Vandaag stellen we u met graagte aan de artiest Dillon voor. Niet alleen heeft Dominique Dillon De Byington een naam waar Britse adellijke families jaloers op zijn, ze blijkt ook nog eens heel erg getalenteerd en te beschikken over een stem die door merg en been gaat. 

Deze jongedame woont en werkt in Berlijn dat de   laatste jaren lijkt uit te groeien tot een waar cultureel Mekka. De jongens van Bloc Party gingen er al inspiratie opdoen voor hun plaat 'A Weekend in the City' en de laatste tijd lijken de betere Duitse bands ook uit de hoofdstad te komen, denk daarbij maar eens aan Me and my Drummer en consoorten.

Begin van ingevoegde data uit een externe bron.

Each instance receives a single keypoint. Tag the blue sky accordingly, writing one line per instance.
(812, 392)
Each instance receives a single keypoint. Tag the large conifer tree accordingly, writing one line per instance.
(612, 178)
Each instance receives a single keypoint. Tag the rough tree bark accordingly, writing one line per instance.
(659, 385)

Ook heeft de stad een erg hip imago en een voor de bewoners erg irritante toeristenstroom en woningprijzen die de pan uit swingen zijn het gevolg.

Nu genoeg gepraat over politiek. De artieste waar we het vandaag over gaan hebben, is wat vergelijkbaar met Sóley. Al maakt Dillon gebruik van een waaier aan stijlen, maar vooral ghettotech en ouderwetse hiphopbeats voeren de boventoon in samenwerking met een piano. Het resulteert in knappe songs die zowel expliciet als charmant zijn, zoals Tip Tapping.


Overigens regisseert Dillon haar clips veelal zelf, van veelzijdigheid gesproken. In 2007 deed ze haar eerste release in duet (met wie weten we niet) en in 2008 volgde de release van haar eerste single 'c unseen sea'.


En in 2011 bracht ze haar debuutalbum 'This Silence Kills' uit, best wel een goed album. Wij leerden haar kennen dankzij het nummer 'Thirteen Thirty-five' en vinden dat nog steeds haar beste nummer.